= Jean Louis Martin Castagne =

Jean Louis Martin Castagne (11 November 1785, in Marseille – 17 March 1858, in Miramas) was a French botanist and mycologist.

He was born into a merchant family in Marseille, and as a young man he worked in the banking business in his hometown. In 1814 he relocated to Constantinople on behalf of family business, and in 1820 gained the post of deputy of commerce in Constantinople. In 1833 he returned to France, eventually settling in the city of Miramas, where in 1846 he was named mayor.

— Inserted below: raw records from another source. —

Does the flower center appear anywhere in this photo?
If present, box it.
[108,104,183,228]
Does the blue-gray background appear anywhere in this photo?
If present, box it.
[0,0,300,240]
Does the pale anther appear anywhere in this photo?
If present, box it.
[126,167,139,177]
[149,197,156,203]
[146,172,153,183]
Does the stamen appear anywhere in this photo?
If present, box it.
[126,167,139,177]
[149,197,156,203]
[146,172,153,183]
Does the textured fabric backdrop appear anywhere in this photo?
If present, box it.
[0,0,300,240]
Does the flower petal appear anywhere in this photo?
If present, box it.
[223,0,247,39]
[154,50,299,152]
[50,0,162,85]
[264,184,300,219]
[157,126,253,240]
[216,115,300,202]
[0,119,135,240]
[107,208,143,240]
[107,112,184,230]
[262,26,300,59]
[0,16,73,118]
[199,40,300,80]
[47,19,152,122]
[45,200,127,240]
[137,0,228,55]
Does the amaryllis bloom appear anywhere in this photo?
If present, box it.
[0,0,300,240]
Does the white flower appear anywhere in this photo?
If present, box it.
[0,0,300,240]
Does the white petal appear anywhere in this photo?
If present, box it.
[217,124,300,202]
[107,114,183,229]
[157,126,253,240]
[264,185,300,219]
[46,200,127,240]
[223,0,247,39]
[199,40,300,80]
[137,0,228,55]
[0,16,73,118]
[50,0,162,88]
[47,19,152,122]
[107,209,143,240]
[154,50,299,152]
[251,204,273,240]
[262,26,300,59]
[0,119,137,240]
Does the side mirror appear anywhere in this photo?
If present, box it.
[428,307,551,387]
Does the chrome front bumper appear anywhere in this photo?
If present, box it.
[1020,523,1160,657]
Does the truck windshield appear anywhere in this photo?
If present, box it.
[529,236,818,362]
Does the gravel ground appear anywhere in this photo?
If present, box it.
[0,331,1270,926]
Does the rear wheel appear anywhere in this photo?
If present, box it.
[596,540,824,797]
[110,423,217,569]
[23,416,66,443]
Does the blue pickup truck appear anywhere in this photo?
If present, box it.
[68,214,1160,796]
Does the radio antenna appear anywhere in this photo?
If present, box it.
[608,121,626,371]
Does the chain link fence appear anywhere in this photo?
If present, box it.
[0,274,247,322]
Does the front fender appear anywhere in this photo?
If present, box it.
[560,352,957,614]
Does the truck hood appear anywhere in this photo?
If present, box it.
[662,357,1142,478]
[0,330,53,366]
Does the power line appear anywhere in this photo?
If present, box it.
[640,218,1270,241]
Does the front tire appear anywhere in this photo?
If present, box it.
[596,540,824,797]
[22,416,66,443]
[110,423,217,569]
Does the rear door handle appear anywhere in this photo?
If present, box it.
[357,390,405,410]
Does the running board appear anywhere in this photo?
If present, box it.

The brown algae genus Castagnea (Derbès and Solier, 1856) commemorates his name, as does the red algae species Polysiphonia castagnei (Kützing, 1863). Also Castagnella G.Arnaud 1914 (a type of Fungi).

== Principal works ==
- Observations sur quelques plantes acotylédonées de la famille des urédinées et dans les sous-tribus des némasporées et des aecidinées, 1842 - Observations on some acotyledon plants of the family Uredineae, etc.
- Catalogue des plantes qui croissent naturellement aux environs de Marseille, 1845 - Catalogue of plants native to the environs of Marseille.
- Catalogue des plantes qui croissent naturellement dans le département des Bouches-du-Rhône (with August Alphonse Derbès), 1862 - Catalogue of plants native to the département of Bouches-du-Rhône.